Nando menengok kan kepalanya. Menatap bingung ke arah Deta. Deta menundukkan kepalanya sambil berjalan mendekati Nando.
"Kamu kenapa?". Tanya Nando sambil menatap Deta yang berdiri di sampingnya.
"Aku bingung sama papa, papa bilang aku harus bisa belajar mandiri. Tapi saat aku sudah punya pekerjaan menjadi seorang foto model, papa marah dan menyuruhku meninggalkan pekerjaan itu. Papa pikir cari kerja gampang". Deta mengomel.
"Hmmmm". Nando menghembuskan napas kesal. "Saya kira apaaan, ya kamu jelasin ke papa kamu, kalau jadi foto model sudah pilihan kamu"
"Papa nggak suka soalnya papa takut aku ikut pergaulan bebas yang sudah sering dialami para model".

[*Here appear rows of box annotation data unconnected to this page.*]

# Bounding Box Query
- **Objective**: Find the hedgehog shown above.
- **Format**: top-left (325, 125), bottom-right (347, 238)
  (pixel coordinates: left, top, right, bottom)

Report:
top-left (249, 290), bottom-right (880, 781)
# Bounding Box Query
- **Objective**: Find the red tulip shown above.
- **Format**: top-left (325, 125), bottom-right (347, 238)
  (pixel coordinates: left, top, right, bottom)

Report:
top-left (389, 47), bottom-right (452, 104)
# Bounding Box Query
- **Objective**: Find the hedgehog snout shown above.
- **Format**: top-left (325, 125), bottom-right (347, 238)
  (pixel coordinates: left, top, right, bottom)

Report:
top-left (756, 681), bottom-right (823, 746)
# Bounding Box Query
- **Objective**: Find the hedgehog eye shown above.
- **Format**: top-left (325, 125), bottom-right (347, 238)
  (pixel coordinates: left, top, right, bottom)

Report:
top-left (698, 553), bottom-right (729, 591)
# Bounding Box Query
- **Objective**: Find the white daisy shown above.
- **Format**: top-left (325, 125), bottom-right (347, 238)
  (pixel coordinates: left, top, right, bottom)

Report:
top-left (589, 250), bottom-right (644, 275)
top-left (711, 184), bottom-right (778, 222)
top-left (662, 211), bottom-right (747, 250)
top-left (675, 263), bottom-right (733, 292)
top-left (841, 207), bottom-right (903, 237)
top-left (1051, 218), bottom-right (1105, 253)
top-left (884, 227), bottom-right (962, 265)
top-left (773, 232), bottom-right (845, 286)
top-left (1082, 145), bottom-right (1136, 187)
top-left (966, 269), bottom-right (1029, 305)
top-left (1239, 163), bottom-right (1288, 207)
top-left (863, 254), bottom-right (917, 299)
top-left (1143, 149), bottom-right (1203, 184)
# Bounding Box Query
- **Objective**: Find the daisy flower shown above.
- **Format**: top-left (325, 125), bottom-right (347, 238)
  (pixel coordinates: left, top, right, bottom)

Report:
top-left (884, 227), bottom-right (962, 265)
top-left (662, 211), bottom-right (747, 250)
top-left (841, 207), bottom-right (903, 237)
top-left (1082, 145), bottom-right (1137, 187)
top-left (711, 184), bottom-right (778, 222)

"Bilang aja kalau fotografernya saya. Pasti papa kamu ga jadi ngelarang. Biar saya yang ingetin kalau kamu tergoda dengan pergaulan bebas. Anggap saja saya pawang kamu"
"Emang saya ular, pakek pawang segala".
Nando tertawa. "Mungkin aja dong, wanita ular". Nando menggerakkan tangannya menyerupai ular untuk menggoda Deta.
"Saya gigit nih". Ancam Deta membuat Nando berhenti tertawa dan menggelengkan kepalanya.
Suara hening malam membuat Hera tertidur nyenyak. Dia sudah sangat lelah, itulah alasan lain mengapa dia tertidur nyenyak. Selama di Jerman, dia terus menyibukkan diri dengan keseharian yang amat sangat padat jadwalnya. Dia juga sering pergi ke tempat yang bisa disebut panti asuhan. Dia sangat suka bermain dengan anak-anak di sana. Merekalah yang membuat Hera lupa sejenak dengan kerinduannya pada Nando.
Belum lama Hera tertidur nyenyak, suara pukulan palu pada dinding kamarnya membuatnya terbangun. Maklum saja, apartemen ini bukan apartemen bintang lima yang kedap suara. Masih ada beberapa suara yang terdengar tetangga, namun tidak semua suara biasa terdengar tetangga.
"Ampun deh, siapa sih malam-malam begini pukul-pukul tembok". Hera benar-benar terganggu, dia segera berjalan keluar hendak menegur tetangganya.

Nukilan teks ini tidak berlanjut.